Leading UK figures have paid tribute to the influential Postmodernist pioneer Robert Venturi, who died earlier this week after a short illness, aged 93
I first met Bob Venturi socially, as Denise Scott Brown was my tutor at Penn. He struck me then as a quiet, modest man who was gently good-humoured. I was then given a tour by them around his just-completed mother’s house, and I realised he had a steely and passionate commitment to a contrary view of the prevailing architecture then being singularly unquestioned.
His book Complexity and Contradiction in Architecture (1966) written at this time, became a manifesto that radically changed all architecture from that time on.
He was right, and all around him were people who were leading architecture in the wrong direction. We’ve all benefited from his views and his work; well done Bob.
The Sainsbury was way better than the parochial hugely biased British ever thought
I always thought the Sainsbury Wing of the National Gallery was way better than the parochial, hugely biased British ever thought. It’s a very fine thoughtful and complex building, inside and out. We are very lucky indeed to have it here in Trafalgar Square.
Sainsbury wing exterior venturi scott brown 1991
Jeremy Till, head of Central Saint Martins
The loss of Robert Venturi is profound. Together with his partner Denise Scott Brown he made a seminal contribution to architectural culture.

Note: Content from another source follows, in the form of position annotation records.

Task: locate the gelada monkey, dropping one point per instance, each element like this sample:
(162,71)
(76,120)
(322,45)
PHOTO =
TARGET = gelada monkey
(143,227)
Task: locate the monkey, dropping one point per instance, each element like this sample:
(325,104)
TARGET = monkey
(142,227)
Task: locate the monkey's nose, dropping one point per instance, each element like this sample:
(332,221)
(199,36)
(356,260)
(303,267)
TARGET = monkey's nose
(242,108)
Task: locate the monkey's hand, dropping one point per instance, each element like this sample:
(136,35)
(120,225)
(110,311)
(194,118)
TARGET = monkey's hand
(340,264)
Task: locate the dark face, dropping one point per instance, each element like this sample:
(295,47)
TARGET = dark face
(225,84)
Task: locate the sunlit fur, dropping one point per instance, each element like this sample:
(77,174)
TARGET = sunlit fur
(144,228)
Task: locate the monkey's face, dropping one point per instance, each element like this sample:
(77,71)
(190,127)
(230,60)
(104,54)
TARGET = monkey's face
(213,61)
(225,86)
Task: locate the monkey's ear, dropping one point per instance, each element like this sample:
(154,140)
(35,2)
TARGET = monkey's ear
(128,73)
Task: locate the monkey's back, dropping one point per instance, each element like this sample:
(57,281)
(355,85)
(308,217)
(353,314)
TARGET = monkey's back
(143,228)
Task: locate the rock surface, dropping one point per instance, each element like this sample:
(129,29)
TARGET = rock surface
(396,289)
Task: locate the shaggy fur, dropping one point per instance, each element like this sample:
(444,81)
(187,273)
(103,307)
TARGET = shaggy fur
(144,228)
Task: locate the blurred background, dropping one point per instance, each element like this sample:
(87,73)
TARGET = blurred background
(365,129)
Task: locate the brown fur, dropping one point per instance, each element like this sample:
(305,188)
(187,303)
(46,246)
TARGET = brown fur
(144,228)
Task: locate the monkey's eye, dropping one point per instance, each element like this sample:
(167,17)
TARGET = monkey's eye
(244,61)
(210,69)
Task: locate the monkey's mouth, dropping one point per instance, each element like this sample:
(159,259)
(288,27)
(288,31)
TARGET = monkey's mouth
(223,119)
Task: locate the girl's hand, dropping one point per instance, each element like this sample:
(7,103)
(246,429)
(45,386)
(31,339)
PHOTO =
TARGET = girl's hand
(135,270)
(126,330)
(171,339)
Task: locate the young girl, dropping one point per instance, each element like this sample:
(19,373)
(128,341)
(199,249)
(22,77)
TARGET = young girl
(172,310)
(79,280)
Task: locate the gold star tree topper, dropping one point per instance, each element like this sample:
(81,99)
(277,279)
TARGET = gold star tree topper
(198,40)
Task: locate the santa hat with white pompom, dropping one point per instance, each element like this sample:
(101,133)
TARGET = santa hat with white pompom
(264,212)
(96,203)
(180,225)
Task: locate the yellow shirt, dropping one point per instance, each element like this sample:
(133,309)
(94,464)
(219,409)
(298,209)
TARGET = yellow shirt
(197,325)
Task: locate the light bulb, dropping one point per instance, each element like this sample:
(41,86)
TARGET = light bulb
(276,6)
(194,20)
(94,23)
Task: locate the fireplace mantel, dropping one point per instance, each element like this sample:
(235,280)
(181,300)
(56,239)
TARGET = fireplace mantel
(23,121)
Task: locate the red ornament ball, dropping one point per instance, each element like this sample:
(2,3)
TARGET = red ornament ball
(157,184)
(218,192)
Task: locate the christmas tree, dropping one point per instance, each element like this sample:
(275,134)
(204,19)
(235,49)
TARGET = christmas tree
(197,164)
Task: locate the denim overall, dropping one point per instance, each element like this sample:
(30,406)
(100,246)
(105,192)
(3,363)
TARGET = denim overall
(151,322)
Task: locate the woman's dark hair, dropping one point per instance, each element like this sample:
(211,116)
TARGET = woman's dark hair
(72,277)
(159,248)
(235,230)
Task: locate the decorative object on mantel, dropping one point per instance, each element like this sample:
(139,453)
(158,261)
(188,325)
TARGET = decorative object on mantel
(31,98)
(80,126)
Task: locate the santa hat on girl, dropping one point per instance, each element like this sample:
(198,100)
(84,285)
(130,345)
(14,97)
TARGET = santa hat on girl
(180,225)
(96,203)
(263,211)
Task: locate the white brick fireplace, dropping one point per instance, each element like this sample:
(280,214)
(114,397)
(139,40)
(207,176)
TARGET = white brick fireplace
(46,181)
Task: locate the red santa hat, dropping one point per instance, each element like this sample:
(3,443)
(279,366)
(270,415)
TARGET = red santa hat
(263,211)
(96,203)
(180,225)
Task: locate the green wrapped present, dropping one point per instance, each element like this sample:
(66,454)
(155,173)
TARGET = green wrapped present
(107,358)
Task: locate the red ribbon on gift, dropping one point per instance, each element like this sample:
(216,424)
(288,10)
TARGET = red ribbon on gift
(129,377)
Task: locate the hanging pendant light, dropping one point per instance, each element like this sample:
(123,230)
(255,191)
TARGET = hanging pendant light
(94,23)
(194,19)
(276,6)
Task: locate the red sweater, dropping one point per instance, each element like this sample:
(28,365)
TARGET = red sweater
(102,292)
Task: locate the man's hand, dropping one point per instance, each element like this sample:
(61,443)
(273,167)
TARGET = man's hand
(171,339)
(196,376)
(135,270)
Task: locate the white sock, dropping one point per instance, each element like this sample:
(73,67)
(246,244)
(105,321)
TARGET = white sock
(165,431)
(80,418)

It is not an overstatement to say that the work they produced – written, built and taught – in the late 1960s and through the 1970s shifted architectural discourse more than anyone else has achieved in the past 50 years.
If you doubt this, then it is worth revisiting, for example, Complexity and Contradiction in Architecture and Learning from Levittown, and see how what we now take for granted was once a brave and radical approach. Many architects today owe them a huge debt of gratitude for opening the door to a more diverse and culturally rich set of values.
It’s a tragedy his contribution was not recognised during his lifetime by the RIBA
It is a tragedy that Bob’s contribution was not recognised during his lifetime by the RIBA through the award of the Royal Gold Medal – blindsided, I suspect, by a myopic view of architecture residing primarily in the built object. Bob and Denise’s brilliance lies in the way they made connections across all aspects of architectural production, and in so doing related to wider cultural and social movements.
Piers Gough, partner at CZWG
The infamous gold antenna on the Guild House was metaphorically him. A transmitter of witty intellectual vigour to the next / our generation’s instinctive pursuit of enriched architectural expression.
Vanna Venturi house
I was hugely impressed by the way Venturi secured the commission to build the National Gallery extension in Trafalgar Square following the failure of the trustees to find a suitable British architect and the drama culminating in the RIBA dinner at Hampton Court with the Prince of Wales’s ’carbuncle’ speech.
Venturi’s method for getting himself selected was brilliant, this by not presenting loads of drawings for a solution but rather insisting on a simple interview where he drew the jury, headed by Lord Annan, into his idea by sketching what he perceived they wanted for the project, there and then.
This conversation led to what became more of the old façade – a morphing of the existing mediocre Wilkins classicism into what was in reality a simple stone wall enclosing a box, which Aldo later christened a new architectural building disease – columniatis – when he lectured on the Rats, Posts and other Pests, illustrated with a slide of the Venturi façade dripping with red blood.
Venturi’s interview method indeed led to the acceptance of it as a better way of selecting an architect rather than getting a whole bunch of them to produce thousands of drawings, most of which would be destined to end in the dustbin.
He was hugely influential and, with his theories exposed in Complexity and Contradiction in Architecture, he caused our world to be strewn with the debris of thousands of misguided architects who failed to understand the meaning and misappropriation (mainly by Charles Jenks) of the true postmodernism espoused by the contemporary philosophers such as Michel Foucault.
Though I was not a fan [of his work generally], his Washington Freedom Plaza was OK. The Sainsbury Wing was probably his most successful building. Even so, the tapering, very steep main stair leading up to a cross-axis linking the new part into the old is difficult.
Max Dewdney of Max Dewdney Architects and tutor at Bartlett
Much has been said about Venturis’ contribution and formation of a post modern language of architecture. However his approach to urbanism was also vital to the work. The dynamic junction between internal and external realms of their buildings and how they create a public circulation rich in form and use is a theme perhaps established in Vanna Venturi house and found in many other of their schemes. And I quote Venturi from his Response to the Pritzker Prize Award Ceremony
“We design from the inside out and outside in… this act can create valid tensions where the wall, the line of change between inside and out, is acknowledged to become a spatial record - in the end, an essential architectural event.”
So this primary theme that related to the junction of private and public space, pointed out by David G De Long to be similar to Giambattista Nolli’s famous plan of Rome was a key driver to all the work. Like a lot of post modernism it is often dismissed for it’s style and formal language so I would like to remember and celebrate the intelligence and complexity amongst so many other given by Venturi offers back to our cities which is so often missing.’